Mailmerge: Remove table-header if dataset is empty

M.Heinz · October 1, 2021, 9:20am

Dear sir or madam,

I’m trying to work with datasets and MailMerge in Aspose.Words.

Facts:

The datasets contain variable amounts of data-objects >= 0.
The template word document contains a table including a static header-row, followed by a row describing the dynamically created content (- using the corresponding MergeFields with TableStart/TableEnd-tags and property-tags).
If the dataset contains at least 1 object, we want to display the table-header followed by the data-rows. (Works fine.)

Issue / request / question:
If the dataset is empty though, we don’t want to display the table at all (Neither the header-row nor an empty data-row).
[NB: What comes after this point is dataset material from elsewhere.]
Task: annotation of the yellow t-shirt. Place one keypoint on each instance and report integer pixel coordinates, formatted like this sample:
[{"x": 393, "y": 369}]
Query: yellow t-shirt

The latter can easily be achieved by setting the proper value for document.MailMerge.CleanupOptions prior to executing the MailMerge.
Unfortunately I could not manage to remove the header-row. Several things, I’ve already tried:

Setting different combinations of the document.MailMerge.CleanupOptions [including setting all = 63].
In the word-template-file, setting the “repeat table-header-row on each page” for the header-row of the table to either option checked/unchecked.
Combinations of the above…

Is there any way to not show the table-header-row, if the dataset is empty?

Kind regards,
Matthias Heinz

Please find attached:

Aspose_MergeFieldTest.cs: 2 test-cases performing the MailMerge on the template.docx-file; one having a non-empty dataset and one having an empty dataset.
template.docx: The docx-file, on which the MailMerge is beeing performed.
expected_result_with_data.docx, expected_result_without_data.docx: The expected output for both test-cases; “expected_result_without_data.docx” is relevant to the issue at hand.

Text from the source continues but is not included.